Aux abords de la rue Cheikh Ahmadou Bamba, une vingtaine de camions frigorifiques sont stationnés. Ils attendent d’être remplis de poissons qu’ils doivent acheminer dans les différents points de stocks de la ville. Non loin, des bacs de poissons et des tables servant à exposer les produits halieutiques longent toute la ruelle. Les charretiers, les vendeurs de Café-Touba et les passants se bousculent. Tout le monde est préoccupé. Chacun cherche à se frayer un chemin pour vaquer à ses occupations. Dans le petit marché, les causeries entre amis et les discussions entre vendeurs et acheteurs éclatent partout. Les touristes chinois et européens y débarquent en grand nombre. Apparemment, ils sont fascinés par les objets d’art soigneusement sculptés et achalandés sur le long du littoral.

Alors que certains poissons sont étalés sur les tables, d’autres sont exposés par terre, en tas, dans des conditions de salubrité très déplorables.

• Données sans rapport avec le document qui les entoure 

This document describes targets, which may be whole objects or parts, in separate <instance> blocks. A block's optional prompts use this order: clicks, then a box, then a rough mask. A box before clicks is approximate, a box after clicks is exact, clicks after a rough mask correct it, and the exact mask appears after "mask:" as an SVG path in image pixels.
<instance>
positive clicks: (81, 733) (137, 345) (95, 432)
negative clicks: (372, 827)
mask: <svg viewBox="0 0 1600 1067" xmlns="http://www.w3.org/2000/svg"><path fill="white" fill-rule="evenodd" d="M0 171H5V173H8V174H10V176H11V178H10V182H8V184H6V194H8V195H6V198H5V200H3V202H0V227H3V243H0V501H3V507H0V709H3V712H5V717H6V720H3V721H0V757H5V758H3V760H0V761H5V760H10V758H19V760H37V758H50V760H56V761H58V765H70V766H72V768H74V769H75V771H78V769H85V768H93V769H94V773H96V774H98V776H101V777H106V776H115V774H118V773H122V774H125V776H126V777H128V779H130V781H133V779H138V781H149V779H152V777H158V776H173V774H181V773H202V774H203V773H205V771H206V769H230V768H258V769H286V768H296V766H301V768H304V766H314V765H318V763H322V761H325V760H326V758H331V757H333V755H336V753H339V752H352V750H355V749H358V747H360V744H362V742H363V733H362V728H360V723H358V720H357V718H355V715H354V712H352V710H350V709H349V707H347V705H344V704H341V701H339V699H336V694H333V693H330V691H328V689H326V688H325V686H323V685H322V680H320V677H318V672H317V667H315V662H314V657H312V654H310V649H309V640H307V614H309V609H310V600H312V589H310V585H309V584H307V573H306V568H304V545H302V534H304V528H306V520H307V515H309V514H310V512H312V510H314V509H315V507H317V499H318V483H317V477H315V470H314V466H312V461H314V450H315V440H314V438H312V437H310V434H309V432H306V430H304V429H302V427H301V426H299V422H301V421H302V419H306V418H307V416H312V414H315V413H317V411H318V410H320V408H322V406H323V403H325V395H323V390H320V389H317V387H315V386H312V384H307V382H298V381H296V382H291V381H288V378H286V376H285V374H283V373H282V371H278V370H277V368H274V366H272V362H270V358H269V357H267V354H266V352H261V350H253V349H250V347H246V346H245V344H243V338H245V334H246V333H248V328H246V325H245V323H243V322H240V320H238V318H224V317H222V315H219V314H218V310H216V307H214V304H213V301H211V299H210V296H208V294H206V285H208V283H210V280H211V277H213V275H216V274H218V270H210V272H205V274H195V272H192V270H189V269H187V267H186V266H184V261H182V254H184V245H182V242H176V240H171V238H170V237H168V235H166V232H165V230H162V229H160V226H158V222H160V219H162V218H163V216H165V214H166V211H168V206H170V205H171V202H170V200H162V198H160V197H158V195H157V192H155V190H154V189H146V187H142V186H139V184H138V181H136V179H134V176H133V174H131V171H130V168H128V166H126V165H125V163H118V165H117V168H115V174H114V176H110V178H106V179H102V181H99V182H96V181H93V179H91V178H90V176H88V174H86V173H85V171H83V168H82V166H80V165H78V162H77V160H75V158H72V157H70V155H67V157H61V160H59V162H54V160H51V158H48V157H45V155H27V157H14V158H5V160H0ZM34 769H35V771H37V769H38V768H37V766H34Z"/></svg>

Partout, une horde de mouches se pose sur les aliments qui dégagent une odeur  désagréable à respirer. « Donne 700 pour les deux », s’écrie un vendeur en train d’imbiber de l’au sur ses poissons peu charnus. A l’entrée du marché, un gros poisson  long d’un mettre, pesant environ 10 kilos, occupe toute la surface du panier dans lequel il est étalé. Il sert de vitrine et attire tous les clients mais personne ne l’achète à cause de son prix jugé « exorbitant », vendu à 25000 par son propriétaire. Chez les pêcheurs, les esprits ne sont pas tranquilles : L’heure est à l’émoi après l’annonce des mauvaises nouvelles météorologiques. Puis, on s’inquiète également du sort de certains de leurs collègues qui ont leurs embarcations arraisonnées par les gardes-côtes mauritaniens à Nouadhibou.